I'd entered a long, strong password, and on submission it told me that my 3 character password was too short. Looking at the 4th character, unsurprisingly, this was a 'special' character. I'm guessing what was happening here was someone had used a regex or character replacement to sanitise the password, to prevent some form of sql-injection attack, and the rest of the string after that was just getting dumped.


The poor handling of the password string is basic shoddy coding, but it suggests a more fundamental problem - they're relying on half-arsed sanitisation of the strings rather than just using prepared statements which is a de-facto way of telling a database 'this is text, treat it as such and don't attempt to execute it'.

Yep, this annoys me.

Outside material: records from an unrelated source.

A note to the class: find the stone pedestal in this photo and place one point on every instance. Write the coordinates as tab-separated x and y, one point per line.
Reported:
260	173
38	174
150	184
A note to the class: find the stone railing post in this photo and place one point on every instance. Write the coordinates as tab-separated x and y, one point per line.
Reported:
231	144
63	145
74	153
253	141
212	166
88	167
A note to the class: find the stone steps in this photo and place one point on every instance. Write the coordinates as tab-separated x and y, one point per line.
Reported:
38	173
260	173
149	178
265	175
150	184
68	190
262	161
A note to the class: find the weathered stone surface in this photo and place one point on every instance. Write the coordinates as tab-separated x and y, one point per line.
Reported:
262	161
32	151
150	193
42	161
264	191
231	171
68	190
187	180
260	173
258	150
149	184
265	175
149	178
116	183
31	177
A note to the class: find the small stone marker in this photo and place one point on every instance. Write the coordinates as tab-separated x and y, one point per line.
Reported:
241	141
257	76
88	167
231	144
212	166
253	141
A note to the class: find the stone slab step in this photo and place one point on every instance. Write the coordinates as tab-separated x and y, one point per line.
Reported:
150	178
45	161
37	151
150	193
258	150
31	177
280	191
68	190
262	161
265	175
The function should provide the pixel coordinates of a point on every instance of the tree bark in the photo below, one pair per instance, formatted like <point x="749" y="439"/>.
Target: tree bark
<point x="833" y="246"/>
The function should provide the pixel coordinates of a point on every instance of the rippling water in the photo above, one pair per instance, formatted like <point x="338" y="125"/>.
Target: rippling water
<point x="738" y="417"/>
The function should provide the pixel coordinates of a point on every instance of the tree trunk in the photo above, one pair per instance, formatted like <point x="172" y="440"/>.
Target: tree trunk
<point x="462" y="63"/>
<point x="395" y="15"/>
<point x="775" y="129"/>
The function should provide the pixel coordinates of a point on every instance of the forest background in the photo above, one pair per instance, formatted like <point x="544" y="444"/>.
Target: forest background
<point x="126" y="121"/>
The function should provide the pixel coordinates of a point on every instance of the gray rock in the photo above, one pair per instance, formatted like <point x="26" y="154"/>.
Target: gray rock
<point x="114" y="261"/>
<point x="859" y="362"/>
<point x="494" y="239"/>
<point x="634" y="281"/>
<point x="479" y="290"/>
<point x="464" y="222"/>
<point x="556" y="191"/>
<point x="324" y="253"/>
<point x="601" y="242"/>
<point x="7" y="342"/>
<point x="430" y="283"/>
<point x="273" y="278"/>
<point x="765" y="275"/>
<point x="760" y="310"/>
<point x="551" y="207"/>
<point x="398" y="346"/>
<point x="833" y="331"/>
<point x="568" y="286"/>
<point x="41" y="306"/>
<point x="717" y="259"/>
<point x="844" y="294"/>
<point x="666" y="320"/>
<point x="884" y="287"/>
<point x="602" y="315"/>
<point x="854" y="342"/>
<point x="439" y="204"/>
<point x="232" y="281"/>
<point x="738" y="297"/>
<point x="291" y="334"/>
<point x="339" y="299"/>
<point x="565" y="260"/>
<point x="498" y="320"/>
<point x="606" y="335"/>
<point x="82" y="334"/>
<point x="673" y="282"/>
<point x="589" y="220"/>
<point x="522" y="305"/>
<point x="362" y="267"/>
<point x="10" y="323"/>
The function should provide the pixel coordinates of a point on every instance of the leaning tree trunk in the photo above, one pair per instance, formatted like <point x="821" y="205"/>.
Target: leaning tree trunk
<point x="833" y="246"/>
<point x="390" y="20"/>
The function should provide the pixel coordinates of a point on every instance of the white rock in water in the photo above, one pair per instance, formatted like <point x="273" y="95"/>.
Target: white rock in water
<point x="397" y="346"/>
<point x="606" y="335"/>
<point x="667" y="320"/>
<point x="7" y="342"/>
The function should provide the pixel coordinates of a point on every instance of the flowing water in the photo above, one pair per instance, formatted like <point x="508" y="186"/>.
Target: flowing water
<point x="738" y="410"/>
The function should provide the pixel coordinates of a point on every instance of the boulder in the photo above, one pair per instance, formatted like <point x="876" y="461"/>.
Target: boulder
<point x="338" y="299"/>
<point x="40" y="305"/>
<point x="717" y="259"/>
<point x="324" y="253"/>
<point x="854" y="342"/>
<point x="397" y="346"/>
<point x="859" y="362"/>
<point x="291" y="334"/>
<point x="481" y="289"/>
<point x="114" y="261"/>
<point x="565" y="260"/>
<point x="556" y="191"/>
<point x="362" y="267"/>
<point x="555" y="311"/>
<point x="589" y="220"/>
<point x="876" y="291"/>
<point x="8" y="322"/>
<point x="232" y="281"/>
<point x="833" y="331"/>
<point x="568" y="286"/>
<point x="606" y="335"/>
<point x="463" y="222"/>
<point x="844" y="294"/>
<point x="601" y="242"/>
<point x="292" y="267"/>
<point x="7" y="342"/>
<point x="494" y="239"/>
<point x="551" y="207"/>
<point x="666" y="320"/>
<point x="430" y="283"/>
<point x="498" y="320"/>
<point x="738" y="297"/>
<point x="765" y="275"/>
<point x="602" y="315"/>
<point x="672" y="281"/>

Another thing which does is that I make heavy use of tagging when signing up for things (touchingcloth+cookdandbombd@email.com, kind of thing), but some sites will tell you that your email address is invalid or, worse, accept your email address on sign up but reject it when using the exact same address in a password reset.

Sebastian Cobb

Yeah I do that as well and suspect I reckon there's a massive crossover between sites that can't recognise an email address with a '+' in it and people who aren't that arsed about spam, gdpr or any other reason you'd want to tag your email address in that way in the first place, depressingly not through intent, just sheer indifference and incompetence.

olliebean

I pay 20-odd quid a year for my own domain, so I just use "<sitename>@<mydomain>.com" when signing up for things.

Jerzy Bondov

Thanks for making this thread, I was preparing myself to look up passwords on my phone and type them into the computer. Moved over to Bitwarden and it was a piece of piss.

Noodle Lizard

Another vote for Bitwarden. I'd be happy to pay for the premium version, but there's really no need.

crankshaft

I switched to Bitwarden when LastPass announced they were hobbling their free tier. It took 10 minutes, it works perfectly, and it's more reliable on Android than LastPass ever was.

I paid up for premium because it's only about £7.50 a year.

touchingcloth

Quote from: Noodle Lizard on March 12, 2021, 07:55:38 PM
Another vote for Bitwarden. I'd be happy to pay for the premium version, but there's really no need.

The only thing the free thing is missing which I'd benefit from is document storage for things like my residency certificate, but that's not hugely sensitive data so I'm fine with it in a note on my phone.

Sebastian Cobb

Quote from: touchingcloth on March 13, 2021, 01:09:31 AM
The only thing the free thing is missing which I'd benefit from is document storage for things like my residency certificate, but that's not hugely sensitive data so I'm fine with it in a note on my phone.

AWS will give you several gb of encrypted s3 storage for nowt if you need it too.

touchingcloth

Quote from: Sebastian Cobb on March 13, 2021, 12:36:59 PM
AWS will give you several gb of encrypted s3 storage for nowt if you need it too.

Nice, any easy way of syncing that with a phone? Having it in my iCloud seems as easy and secure as necessary probably - I've never actually needed those docs, but they're stuff that you technically need to have on your person when out and about or while driving.

Sebastian Cobb

Dunno about iPhones, I assume iCloud is about as easy as it gets. There are tools to sync s3 and on android you can install extensions to gracefully mount and unmount cloud storage (including s3) seamlessly, but there are more easy to use services like dropbox etc.

I didn't really understand you needed access so just suggested somewhere to leave them safe if you lost your phone, rather than thinking about easy retrieval on the move.